Mar 20, 2023 releasesautocompleteappearancethemesmulti-platform

KeyboardKit 7.2 is out, with many appearance and autocomplete news. It makes the KeyboardKit Pro autocomplete available on all platforms and make it easier than ever to style your keyboard.

KeyboardKit logo

Autocomplete updates

The brand new LocalAutocompleteProvider that was introduced in KeyboardKit 7.1 has been marked as open, which means that you can both enable it with the feature toggle as before, but also create an instance of it directly. Since it’s open, you can also inherit and customize it.

The LocalAutocompleteProvider has been improved by extracting the platform-specific parts to separate engines, which means that the class is now available on all supported platforms. This means that you will not have to make #if os(iOS) checks when referring to it, which hopefully will make your code a bit cleaner.

Note that the engine is disabled on watchOS, since local autocomplete capabilities are not available on watchOS. Instead, this engine just returns the currently typed word, wrapped in quotations.

Due to a bug found in the new provider, the StandardAutocompleteProvider will remain as the standard one for another minor version bump, after which it will be replaced by the new provider. Please report any bugs and findings, so that we can improve the new provider before this is done.

Have a look at this post for more information about the autocomplete changes.

Disabling autocomplete

The AutocompleteContext has been extended with an isEnabled property that can be used to disable autocomplete temporarily or permanently.

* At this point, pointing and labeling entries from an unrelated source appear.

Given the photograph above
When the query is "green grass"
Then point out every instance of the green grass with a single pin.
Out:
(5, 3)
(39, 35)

This makes it easy to stop autocomplete from interfering with certain actions, since the context will otherwise always update even if you’re currently not displaying an autocomplete toolbar, and may replace text as you insert it into the proxy.

Appearance updates

KeyboardKit Pro 7.2 makes it easier than ever to style keyboards, with the brand new theme engine that is available to Gold and Enterprise licenses.

This engine lets you define KeyboardTheme themes that define various keyboard styles. You can then use the new KeyboardThemeAppearance with any theme to easily style a SystemKeyboard. The new appearance is open, so you can inherit and customize it as well.

If you find it confusing to have both appearances, styles and now themes, but the idea here is that appearances are dynamic style providers, while themes are static ones. An appearance gives you full control over every little aspect of a keyboard, and can adapt depending on action, context (dark more, portrait/landscape etc.), while a theme always returns the same styles. A theme is in turn much easier to define, share and reuse, and KeyboardKit Pro will continously be updated with new themes, which you can use as is, or use as templates to create your own themes.

The KeyboardThemeAppearance then gives you the best of two worlds, where you can use a static theme in a dynamic appearance and tweak any parts of a base style that is defined by the theme.

Pre-defined themes

Cotton Candy

KeyboardTheme.cottonCandy is a pink and blue trip to fluffy delight:

Cotton Candy

Neon Nights

KeyboardTheme.neonNights is a metropolitian color explosion.

Neon Nights

Tron

KeyboardTheme.tron is a black and blue, digital adrenaline rush.

Tron

You can use these themes in your own keyboads, or tweak them to create your own visual styles. More themes are coming in future versions.

Conclusion

KeyboardKit 7.2 brings the standard autocomplete provider to all platforms and introduces a new theme engine that makes it easier than ever to style your keyboards. There are also many smaller additions, improvements and bug fixes. For a complete list of changes, see the release notes.